IR spectra were measured with a Nicolet™ iS™ 5 FT-IR spectrometer (Thermo Fisher). The measurement was performed directly from the solid sample without prior preparation.

X-ray diffraction data were collected with a Bruker-AXS SMART CCD system. The structures were solved by direct methods and refined by full-matrix least-squares methods (SHELX-97). CCDC 1569176 (CuL³) contains the supplementary crystallographic data for this paper.†

Cyclic voltammetry experiments were carried out in an aqueous 0.1 M KCl solution. Millipore water was used to prepare the solutions. The water was degassed before by bubbling dinitrogen into it. A three-electrode configuration (glassy carbon working electrode, Pt counter electrode, Ag wire as pseudo-reference) and a PAR VersaSTAT 4 potentiostat were used. The ferrocene/ferrocenium (FcH/FcH⁺) couple served as internal reference. Due to the poor solubility of ferrocene in water, ferrocene was dissolved in acetonitrile (6.7 mM) and added to the solution after each measurement. The measurement was then repeated to allow for referencing to FcH/FcH⁺ (see also ref. 47).

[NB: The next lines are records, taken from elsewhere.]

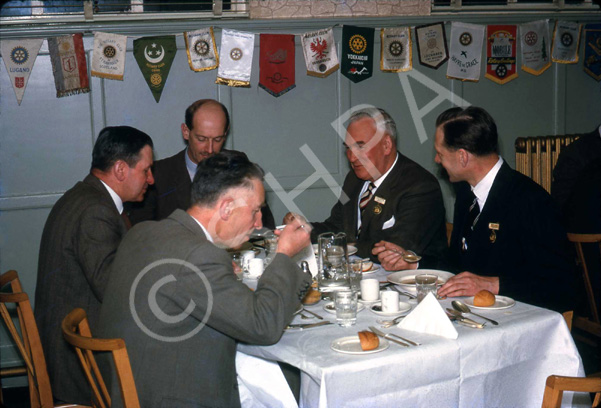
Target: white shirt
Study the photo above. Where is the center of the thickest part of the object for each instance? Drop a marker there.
(377, 184)
(116, 199)
(190, 165)
(482, 189)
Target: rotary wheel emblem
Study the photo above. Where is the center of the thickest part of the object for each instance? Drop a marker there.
(501, 71)
(236, 54)
(109, 51)
(358, 44)
(566, 39)
(531, 38)
(201, 47)
(395, 48)
(19, 55)
(155, 79)
(465, 38)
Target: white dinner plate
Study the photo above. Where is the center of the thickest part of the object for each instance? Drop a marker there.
(404, 308)
(352, 345)
(350, 249)
(406, 279)
(501, 302)
(329, 307)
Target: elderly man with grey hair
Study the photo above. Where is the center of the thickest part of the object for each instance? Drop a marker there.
(387, 197)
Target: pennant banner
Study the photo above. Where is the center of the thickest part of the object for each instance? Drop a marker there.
(466, 51)
(236, 58)
(357, 52)
(108, 58)
(19, 57)
(155, 56)
(201, 50)
(432, 45)
(592, 50)
(536, 51)
(566, 38)
(501, 50)
(395, 49)
(276, 63)
(69, 65)
(319, 49)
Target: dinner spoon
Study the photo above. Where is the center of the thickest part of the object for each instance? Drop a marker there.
(463, 308)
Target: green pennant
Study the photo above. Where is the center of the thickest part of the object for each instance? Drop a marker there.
(155, 56)
(357, 52)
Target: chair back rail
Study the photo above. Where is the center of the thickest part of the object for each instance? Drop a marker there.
(536, 157)
(76, 332)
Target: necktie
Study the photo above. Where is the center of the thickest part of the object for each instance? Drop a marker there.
(470, 222)
(365, 198)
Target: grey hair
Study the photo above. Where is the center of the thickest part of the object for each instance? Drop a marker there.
(383, 120)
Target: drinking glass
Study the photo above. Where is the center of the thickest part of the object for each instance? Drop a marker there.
(346, 308)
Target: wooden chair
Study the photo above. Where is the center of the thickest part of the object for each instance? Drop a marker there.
(76, 331)
(556, 385)
(592, 325)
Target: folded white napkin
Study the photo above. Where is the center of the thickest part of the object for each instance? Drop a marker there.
(429, 317)
(307, 254)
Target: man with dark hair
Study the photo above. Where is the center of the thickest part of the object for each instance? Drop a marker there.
(507, 235)
(387, 197)
(78, 246)
(207, 123)
(187, 310)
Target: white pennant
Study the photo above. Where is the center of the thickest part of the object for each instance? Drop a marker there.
(19, 57)
(466, 51)
(235, 58)
(108, 58)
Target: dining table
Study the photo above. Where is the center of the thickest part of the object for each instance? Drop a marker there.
(496, 366)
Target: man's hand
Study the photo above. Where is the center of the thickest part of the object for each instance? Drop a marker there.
(468, 284)
(294, 237)
(390, 256)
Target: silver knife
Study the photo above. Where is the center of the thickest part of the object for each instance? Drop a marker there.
(307, 325)
(387, 336)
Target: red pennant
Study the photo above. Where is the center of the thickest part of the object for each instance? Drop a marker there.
(276, 63)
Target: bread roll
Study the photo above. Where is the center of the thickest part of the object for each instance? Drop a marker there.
(484, 298)
(368, 340)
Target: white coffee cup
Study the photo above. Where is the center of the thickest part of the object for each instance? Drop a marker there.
(255, 267)
(390, 301)
(370, 289)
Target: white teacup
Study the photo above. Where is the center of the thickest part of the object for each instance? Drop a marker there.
(370, 289)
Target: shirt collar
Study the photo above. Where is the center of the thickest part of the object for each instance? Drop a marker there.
(190, 165)
(116, 199)
(482, 189)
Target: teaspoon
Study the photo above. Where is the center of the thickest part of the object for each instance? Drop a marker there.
(463, 308)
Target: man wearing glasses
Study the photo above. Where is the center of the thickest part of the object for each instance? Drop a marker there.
(207, 123)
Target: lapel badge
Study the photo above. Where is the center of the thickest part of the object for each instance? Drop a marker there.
(380, 200)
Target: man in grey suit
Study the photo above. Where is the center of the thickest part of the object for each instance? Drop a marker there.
(207, 123)
(176, 301)
(78, 246)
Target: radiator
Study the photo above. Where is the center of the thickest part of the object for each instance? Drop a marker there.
(536, 156)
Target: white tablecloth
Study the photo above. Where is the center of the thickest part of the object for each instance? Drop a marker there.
(498, 366)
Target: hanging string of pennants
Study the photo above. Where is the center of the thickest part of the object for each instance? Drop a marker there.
(233, 61)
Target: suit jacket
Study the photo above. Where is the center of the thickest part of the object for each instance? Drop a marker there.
(412, 215)
(570, 164)
(200, 307)
(529, 253)
(171, 190)
(78, 246)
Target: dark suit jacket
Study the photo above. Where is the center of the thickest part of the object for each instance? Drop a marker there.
(530, 254)
(78, 246)
(413, 198)
(210, 311)
(171, 190)
(570, 164)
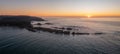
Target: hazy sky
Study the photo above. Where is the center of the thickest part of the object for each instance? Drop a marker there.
(60, 7)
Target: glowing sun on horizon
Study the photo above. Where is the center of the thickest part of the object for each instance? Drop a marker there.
(88, 16)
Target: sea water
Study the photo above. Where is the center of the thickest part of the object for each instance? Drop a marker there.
(14, 40)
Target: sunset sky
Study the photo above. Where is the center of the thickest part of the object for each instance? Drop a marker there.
(60, 7)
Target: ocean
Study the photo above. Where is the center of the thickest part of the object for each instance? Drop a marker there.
(15, 40)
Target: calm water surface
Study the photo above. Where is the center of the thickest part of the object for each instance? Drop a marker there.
(14, 40)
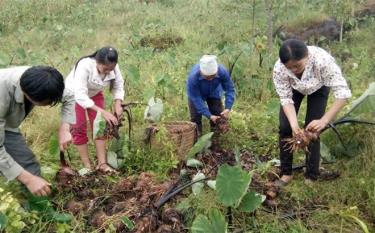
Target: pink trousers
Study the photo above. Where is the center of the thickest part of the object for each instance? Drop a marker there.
(79, 130)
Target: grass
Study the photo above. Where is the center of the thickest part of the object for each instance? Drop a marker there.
(63, 31)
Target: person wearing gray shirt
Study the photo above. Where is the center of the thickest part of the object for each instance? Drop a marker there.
(22, 88)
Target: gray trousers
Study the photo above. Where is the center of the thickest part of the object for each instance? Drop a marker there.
(15, 145)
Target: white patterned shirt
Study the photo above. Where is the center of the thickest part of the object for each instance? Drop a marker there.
(320, 70)
(86, 82)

EPR measurements were carried out by the use of a Bruker EMXplus (X band) Spectrometer at an average frequency of 9.35 GHz. The samples have been measured as frozen solutions at an average temperature of 12 K by the use of a liquid Helium-recirculating cryostat (ColdEdge-ER4112HV-CF10-H). Samples have been measured at a power of 2 mW, with an attenuation of 20 dB and modulation amplitude of ca. 5 G. EPR simulations were carried out by the use of EasySpin software (version 6.0) supported by Matlab.⁵⁹

Synthesis

All syntheses are described in detail different batches of plasmid D in the ESI (S-1).†

DNA cleavage studies

DNA cleavage activity of complexes CuL¹–CuL⁶ towards pBR322 plasmid DNA (Carl Roth) was monitored by agarose gel electrophoresis. All experiments were carried out in triplicate. In a typical experiment, plasmid DNA (0.025 μg mL⁻¹) in Tris-HCl buffer (50 mM, pH 7.4, Fisher Scientific) was mixed with different concentrations of complexes CuL¹–CuL⁶ in the presence and absence of ascorbic acid (0.32 mM, Acros). Deionized water (Millipore system) was added up to a total reaction volume of 8 μL before the samples were incubated for a given time. After incubation, samples were analyzed directly or stored at −196 °C (liquid nitrogen) before usage in gel electrophoresis. For analysis, 1.5 μL of loading buffer (containing 3.7 mM bromophenol blue, 1.2 M saccharose in deionized water) was added to the incubation solution and loaded onto an agarose (SeaKem LE, Lonza) gel (1% in 0.5× Tris-borate-EDTA (TBE) buffer, Fisher Scientific) containing ethidium bromide as a staining agent (0.2 μg mL⁻¹, Fisher Scientific). Electrophoresis was carried out at 40 V for 2 h with an electrophoresis unit (Carl Roth; power supply: consort EV243) in 0.5× TBE buffer. Bands were visualized by UV light and photographed by using a gel documentation system (GelDoc, Bio-Rad). The quantity of different DNA forms was estimated by using Image Lab™ software (Bio-Rad). To do so, a value of 1 was assigned to the supercoiled control DNA incubated under the same conditions as in the other experiments but without the addition of metal complexes (labeled "control" or "DNA" in the agarose gels). All other values were expressed relatively to that. Taking into account that the supercoiled form I of plasmid DNA has a smaller affinity towards ethidium bromide, its intensity was afterwards multiplied with a correction factor of 1.22.⁴⁸ Small DNA fragments were added together within form III DNA.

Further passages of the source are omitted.